I am trying to implement Dijkstra's algorithm for finding the shortest paths between nodes using Fibonacci Heap with Adjacency List representation for the graph. According to the algorithm I know, we have to find the minimum node in the Heap and then iterate through all its neighbours and update their distances. But to get the current distances of the neighbours(which is stored in each node in the heap), I have to find that particular node from the heap. 'Find' operation takes O(N) time where N is number of nodes in the Fibonacci Heap. So is my algorithm correct or am I missing something? Any help would be greatly appreciated.
An implicit assumption in a Fibonacci heap is that when you enqueue an element into the heap, you can, in time O(1), pull up the resulting node in the Fibonacci heap. There are two common ways you'll see this done.

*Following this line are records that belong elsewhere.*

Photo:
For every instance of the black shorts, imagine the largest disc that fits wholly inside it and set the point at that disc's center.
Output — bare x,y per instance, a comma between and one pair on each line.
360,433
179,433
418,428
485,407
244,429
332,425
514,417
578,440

First, you could use an invasive Fibonacci heap. In this approach, the actual node structures in the graph have extra fields stored in them corresponding to what the Fibonacci heap needs to keep things linked up the right order. If you set things up this way, then when you iterate over a node's neighbors, those neighbors already have the necessary fields built into them, which makes it easy to query the Fibonacci heap on those nodes without needing to do a search for them.
Second, you can have the enqueue operation on the Fibonacci heap return a pointer to the newly-created Fibonacci heap node, then somehow associate each node in the graph with that Fibonacci heap node (maybe store a pointer to it, or have a hash table, etc.). This is the approach I took when I coded up a version of Dijkstra's algorithm that uses Fibonacci heap many years back.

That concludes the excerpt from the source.